All very true. And that's what I was kind of hinting at when I mentioned the Halloween parties and fun and stuff. It's not that I'm anti-Halloween or anti-fun or anti-festive-silliness. The post was really about specifically the haunted hayrides and haunted houses. But, you know, I'm not even "anti-hayride," either. I mean, I could think of worse things to do. I just think they're a bit overrated. I guess that's why I mentioned mini-golf a couple of times. To me, mini-golf is kind-of fun, but once you start playing, it's actually less fun that you'd think. Hayrides and Haunted Houses fall into the same trap.

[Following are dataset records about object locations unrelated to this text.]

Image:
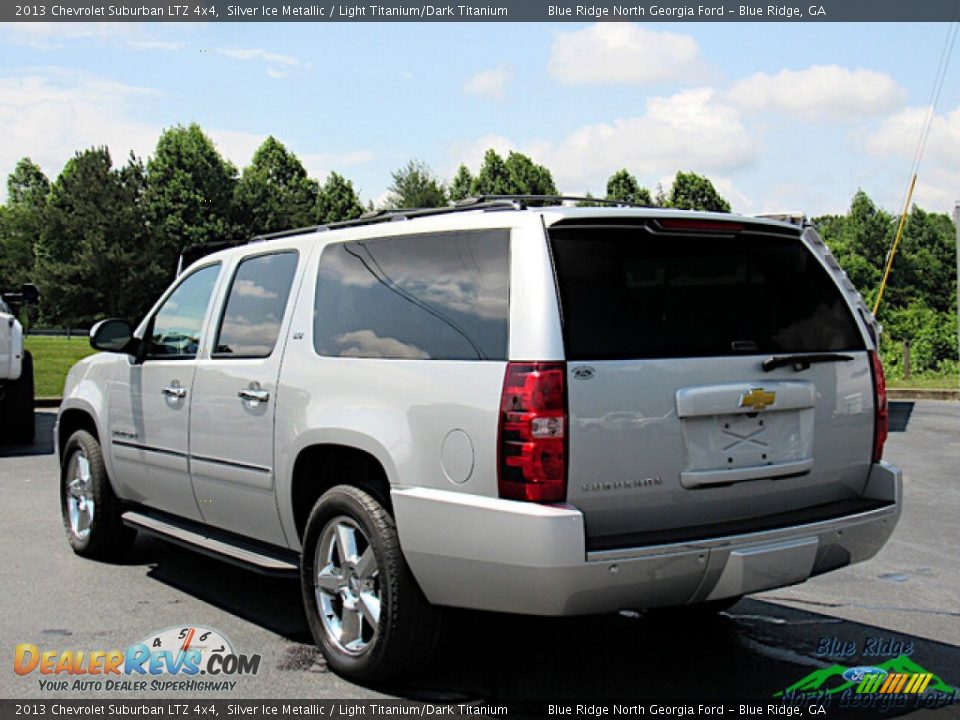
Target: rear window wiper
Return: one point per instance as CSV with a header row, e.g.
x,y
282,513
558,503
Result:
x,y
801,362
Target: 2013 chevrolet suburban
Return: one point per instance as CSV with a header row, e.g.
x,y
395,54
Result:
x,y
503,406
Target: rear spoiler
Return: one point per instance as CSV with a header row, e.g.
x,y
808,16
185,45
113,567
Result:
x,y
794,217
190,254
27,295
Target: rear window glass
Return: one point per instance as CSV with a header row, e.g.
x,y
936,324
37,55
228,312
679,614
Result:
x,y
626,293
441,296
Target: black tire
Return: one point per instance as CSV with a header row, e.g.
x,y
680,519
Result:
x,y
104,537
17,419
403,639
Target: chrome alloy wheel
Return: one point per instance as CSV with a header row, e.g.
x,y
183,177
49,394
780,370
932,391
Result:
x,y
81,506
347,586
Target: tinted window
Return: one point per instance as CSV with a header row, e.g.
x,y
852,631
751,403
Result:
x,y
255,306
442,296
628,294
175,330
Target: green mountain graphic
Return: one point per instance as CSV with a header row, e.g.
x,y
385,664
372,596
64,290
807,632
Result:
x,y
830,681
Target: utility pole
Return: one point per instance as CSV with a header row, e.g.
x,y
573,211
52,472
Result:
x,y
956,222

For me, anyway. It's all just my "worthless opinion," as I'm wont to say in newsgroups I've been involved with. And, make no mistake, I fully recognize that my opinions are just opinions and therefore they are, ultimately, completely worthless. But it can be fun to discuss 'em just the same, right?

 
At 10:54 AM, Blogger Toni said...

Well, as I have never been on a hayride before, I am not very qaulified to discuss how fun they are, but I do enjoy a good round of mini-golf... For much the same reason I enjoy Haloween. It is a chance to get out with friends and family, doing something clean and fun together, where you can be goofy and silly and no one cares. It allows for some good-natured ribbing when you miss shots, and for a little competitive banter as you go along. All in all, I have to say mini-golf is a great way to spend an hour or two of time on the weekend.

 
At 5:05 PM, Blogger Paul G. said...

Man o' man.... One of the best blog entries to date. I can so relate to what you're saying dude. I always felt awkward when the guy with the chain-less chainsaw ran up to me (as I wasn't exactly fearing for my life), the most I could do is cringe at the excessive noise it created, but only you would turn around and start a CONVERSATION with the guy! I would have paid real money to have been there for that....
But in all truthfulness, I tend to like them, just because it's one of those silly things to do with friends (i.e. things you wouldn't possibly do by yourself). It's not in the activity itself, but in the company you share it with. Not unlike Mini-golf, bowling, or ice skating.

 
At 9:11 PM, Blogger Steve said...

[[[ but only you would turn around and start a CONVERSATION with the guy! I would have paid real money to have been there for that.... ]]]]

Ha! Yup, and that's exactly how it went down.

[[[ It's not in the activity itself, but in the company you share it with. ]]]

Yes, that's exactly it. And that's why after all this, I still would go on a haunted hayride again. Yeah, theyr'e weak...but it would definitely give us more fodder for our blogs. When are we going?